En el municipio de Úmbita, Boyacá, una serie de hechos documentados refleja lo que parece ser un entramado de violencia, desprotección institucional y acoso judicial dirigido principalmente hacia mujeres rurales. Lo que comenzó como denuncias por ataques brutales y hostigamiento sistemático contra mujeres terminó derivando en un proceso judicial paralelo que involucra la disputa de tierras, vulnerando incluso a la adulta mayor Concepción Huertas Bohórquez (Q.E.P.D.), de 94 años, a quien se ha buscado invisibilizar como víctima original de los hechos. Según registros y denuncias presentadas, la Fiscalía 27 de Garagoa inició procesos contra cuatro mujeres bajo supuestas lesiones personales agravadas, cuando de acuerdo con versiones de las víctimas, los ataques constituían una tentativa de feminicidio. Paralelamente, un proceso reivindicatorio —acción civil para recuperar la posesión de un bien— evidenció cómo el entramado judicial ha sido utilizado presuntamente para deslegitimar las denuncias de violencia y distraer la atención del riesgo real al que estaban expuestas las mujeres afectadas. Las víctimas denuncian una instrumentalización de la fuerza pública y la omisión administrativa. Se documentó, por ejemplo, la destrucción de cultivos de maíz y medios de producción, así como afectaciones a áreas de bosque nativo protegido, actos que apuntan a un patrón sistemático de coerción económica y ambiental. Uno de los hallazgos más alarmantes es la fractura o posible ocultamiento de las medidas de protección emitidas por la Fiscalía 17 de Garagoa el 17 de enero de 2020 a favor de Concepción Huertas, María del Carmen Torres y su núcleo familiar. Ni la Inspección de Policía ni la Comisaría de Familia de Úmbita registran estas medidas, lo que permitió que los agresores actuaran con total impunidad durante los años 2020 y 2021. Tras el fallecimiento de Concepción Huertas en 2025, el acoso se trasladó hacia sus sobrinas, quienes continúan enfrentando actos de intimidación mientras buscan mantener la propiedad y la memoria de su tía. La Personería Municipal de Úmbita, lejos de garantizar derechos humanos, ha adoptado una postura de rigidez procesal que impide investigar de oficio la negligencia de las instituciones locales, consolidando un silencio administrativo frente a la violencia.

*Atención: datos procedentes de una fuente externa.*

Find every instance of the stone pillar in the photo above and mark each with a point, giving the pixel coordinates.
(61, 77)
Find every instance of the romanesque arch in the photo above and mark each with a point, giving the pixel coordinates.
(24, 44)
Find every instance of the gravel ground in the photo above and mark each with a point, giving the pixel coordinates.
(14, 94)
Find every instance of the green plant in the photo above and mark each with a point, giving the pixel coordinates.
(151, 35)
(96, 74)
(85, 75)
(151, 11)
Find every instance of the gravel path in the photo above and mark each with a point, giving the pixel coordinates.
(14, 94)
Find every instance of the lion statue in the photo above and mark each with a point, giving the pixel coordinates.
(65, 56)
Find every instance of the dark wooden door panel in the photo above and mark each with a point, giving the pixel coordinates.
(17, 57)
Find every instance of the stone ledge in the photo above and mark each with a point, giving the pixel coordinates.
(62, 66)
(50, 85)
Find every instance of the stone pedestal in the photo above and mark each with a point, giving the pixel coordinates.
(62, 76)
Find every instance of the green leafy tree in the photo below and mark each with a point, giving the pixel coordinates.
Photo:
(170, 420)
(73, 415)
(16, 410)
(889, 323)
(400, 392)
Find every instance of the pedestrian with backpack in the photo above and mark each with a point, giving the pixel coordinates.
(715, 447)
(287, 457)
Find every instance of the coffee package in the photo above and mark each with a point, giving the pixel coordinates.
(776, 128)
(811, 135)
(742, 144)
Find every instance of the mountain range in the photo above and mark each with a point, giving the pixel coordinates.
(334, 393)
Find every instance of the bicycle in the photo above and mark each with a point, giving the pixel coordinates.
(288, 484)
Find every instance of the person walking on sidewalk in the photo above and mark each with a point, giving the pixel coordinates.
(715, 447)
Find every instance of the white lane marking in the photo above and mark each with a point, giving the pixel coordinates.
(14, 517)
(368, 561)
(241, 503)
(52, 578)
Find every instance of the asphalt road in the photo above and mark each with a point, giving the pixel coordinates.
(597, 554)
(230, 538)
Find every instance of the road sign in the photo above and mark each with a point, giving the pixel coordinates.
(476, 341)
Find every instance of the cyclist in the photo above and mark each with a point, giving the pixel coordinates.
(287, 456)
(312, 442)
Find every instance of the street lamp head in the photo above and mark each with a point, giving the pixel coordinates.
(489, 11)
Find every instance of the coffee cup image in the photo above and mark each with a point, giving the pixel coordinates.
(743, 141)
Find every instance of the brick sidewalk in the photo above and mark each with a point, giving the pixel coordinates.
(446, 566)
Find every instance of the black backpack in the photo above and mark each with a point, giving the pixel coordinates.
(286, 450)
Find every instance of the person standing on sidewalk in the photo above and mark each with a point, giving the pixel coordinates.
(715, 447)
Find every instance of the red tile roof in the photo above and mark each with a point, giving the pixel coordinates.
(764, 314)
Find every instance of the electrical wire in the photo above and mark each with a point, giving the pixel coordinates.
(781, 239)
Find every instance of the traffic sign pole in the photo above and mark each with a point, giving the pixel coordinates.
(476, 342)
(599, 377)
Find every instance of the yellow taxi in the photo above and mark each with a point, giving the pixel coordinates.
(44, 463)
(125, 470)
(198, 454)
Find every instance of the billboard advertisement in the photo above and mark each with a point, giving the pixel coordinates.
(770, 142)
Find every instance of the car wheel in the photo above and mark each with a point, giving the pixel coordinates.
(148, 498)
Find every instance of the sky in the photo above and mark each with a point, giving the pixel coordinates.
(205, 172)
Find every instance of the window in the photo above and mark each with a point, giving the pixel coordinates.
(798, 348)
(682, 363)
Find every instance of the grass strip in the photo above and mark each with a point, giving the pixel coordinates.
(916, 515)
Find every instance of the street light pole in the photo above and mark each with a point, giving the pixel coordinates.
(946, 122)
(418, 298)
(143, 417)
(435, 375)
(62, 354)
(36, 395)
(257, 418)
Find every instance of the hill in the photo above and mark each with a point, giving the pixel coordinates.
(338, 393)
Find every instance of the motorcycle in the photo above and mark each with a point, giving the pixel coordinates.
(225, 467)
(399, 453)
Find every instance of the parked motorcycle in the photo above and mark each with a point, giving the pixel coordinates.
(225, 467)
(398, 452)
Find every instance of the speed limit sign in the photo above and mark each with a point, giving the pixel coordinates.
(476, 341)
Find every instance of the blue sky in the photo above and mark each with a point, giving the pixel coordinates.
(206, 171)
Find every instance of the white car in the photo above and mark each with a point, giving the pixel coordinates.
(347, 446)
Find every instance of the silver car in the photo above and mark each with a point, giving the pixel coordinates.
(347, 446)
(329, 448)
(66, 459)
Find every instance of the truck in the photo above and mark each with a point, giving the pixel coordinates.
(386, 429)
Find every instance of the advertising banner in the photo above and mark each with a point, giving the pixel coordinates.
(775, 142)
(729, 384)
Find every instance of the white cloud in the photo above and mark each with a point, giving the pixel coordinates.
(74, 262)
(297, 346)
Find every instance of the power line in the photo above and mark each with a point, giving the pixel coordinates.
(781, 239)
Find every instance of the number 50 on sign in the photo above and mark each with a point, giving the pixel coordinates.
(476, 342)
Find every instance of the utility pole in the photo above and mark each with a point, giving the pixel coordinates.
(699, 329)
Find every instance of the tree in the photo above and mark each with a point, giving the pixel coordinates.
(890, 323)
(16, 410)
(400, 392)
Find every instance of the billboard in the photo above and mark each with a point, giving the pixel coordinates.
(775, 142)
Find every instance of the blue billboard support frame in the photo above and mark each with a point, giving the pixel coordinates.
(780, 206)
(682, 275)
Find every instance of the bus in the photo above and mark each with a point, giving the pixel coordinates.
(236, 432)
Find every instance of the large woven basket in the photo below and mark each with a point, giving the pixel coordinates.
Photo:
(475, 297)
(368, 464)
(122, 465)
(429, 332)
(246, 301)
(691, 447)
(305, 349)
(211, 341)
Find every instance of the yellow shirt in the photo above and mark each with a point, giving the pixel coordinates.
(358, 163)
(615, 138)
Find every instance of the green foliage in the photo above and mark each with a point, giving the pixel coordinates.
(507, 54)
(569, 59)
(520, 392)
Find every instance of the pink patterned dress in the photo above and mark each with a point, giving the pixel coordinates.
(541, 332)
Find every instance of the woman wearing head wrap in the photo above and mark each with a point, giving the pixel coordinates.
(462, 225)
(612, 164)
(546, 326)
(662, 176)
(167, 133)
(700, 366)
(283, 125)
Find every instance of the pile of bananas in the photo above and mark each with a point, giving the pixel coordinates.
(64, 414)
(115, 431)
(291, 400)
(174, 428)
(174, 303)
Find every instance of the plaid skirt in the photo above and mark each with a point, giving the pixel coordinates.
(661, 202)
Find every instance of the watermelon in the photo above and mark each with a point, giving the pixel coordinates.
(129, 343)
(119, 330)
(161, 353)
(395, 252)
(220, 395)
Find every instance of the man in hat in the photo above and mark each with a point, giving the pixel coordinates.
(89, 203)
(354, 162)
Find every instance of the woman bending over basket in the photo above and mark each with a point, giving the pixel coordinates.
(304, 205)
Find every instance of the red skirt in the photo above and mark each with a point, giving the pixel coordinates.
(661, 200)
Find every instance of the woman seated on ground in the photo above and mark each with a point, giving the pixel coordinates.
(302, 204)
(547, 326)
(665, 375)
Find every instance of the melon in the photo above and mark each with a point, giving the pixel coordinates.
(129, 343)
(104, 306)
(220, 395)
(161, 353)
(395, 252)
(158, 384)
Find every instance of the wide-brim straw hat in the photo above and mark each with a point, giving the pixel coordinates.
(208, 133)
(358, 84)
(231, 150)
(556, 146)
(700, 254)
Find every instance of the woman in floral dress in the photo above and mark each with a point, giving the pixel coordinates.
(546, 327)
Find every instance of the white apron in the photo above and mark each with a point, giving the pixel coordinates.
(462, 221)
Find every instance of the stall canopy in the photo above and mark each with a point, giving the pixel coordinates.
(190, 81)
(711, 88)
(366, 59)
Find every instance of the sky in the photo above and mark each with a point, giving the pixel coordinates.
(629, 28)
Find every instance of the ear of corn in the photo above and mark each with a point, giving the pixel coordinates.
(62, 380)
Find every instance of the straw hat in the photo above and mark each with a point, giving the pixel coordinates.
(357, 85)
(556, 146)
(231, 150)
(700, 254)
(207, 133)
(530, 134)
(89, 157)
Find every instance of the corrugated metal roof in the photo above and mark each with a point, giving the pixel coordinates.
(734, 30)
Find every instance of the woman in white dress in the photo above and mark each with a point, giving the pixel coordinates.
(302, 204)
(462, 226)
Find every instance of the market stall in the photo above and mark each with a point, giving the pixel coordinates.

El caso se encuentra ahora en manos del Juzgado Promiscuo Municipal de Úmbita, que tiene programada una audiencia concentrada el 9 de abril de 2026, en la que se definirá la validez de las acusaciones. Las víctimas, sin embargo, insisten en que la fiscalía ha tipificado erróneamente los delitos, ocultando la verdadera gravedad de los ataques. Este caso expone no solo la vulnerabilidad de las mujeres rurales frente a la violencia y el despojo, sino también la fragilidad de la institucionalidad en municipios como Úmbita, donde la combinación de negligencia, omisión y presunta corrupción permite que la impunidad continúe operando, poniendo en riesgo la vida, la propiedad y la justicia para quienes más dependen de ella.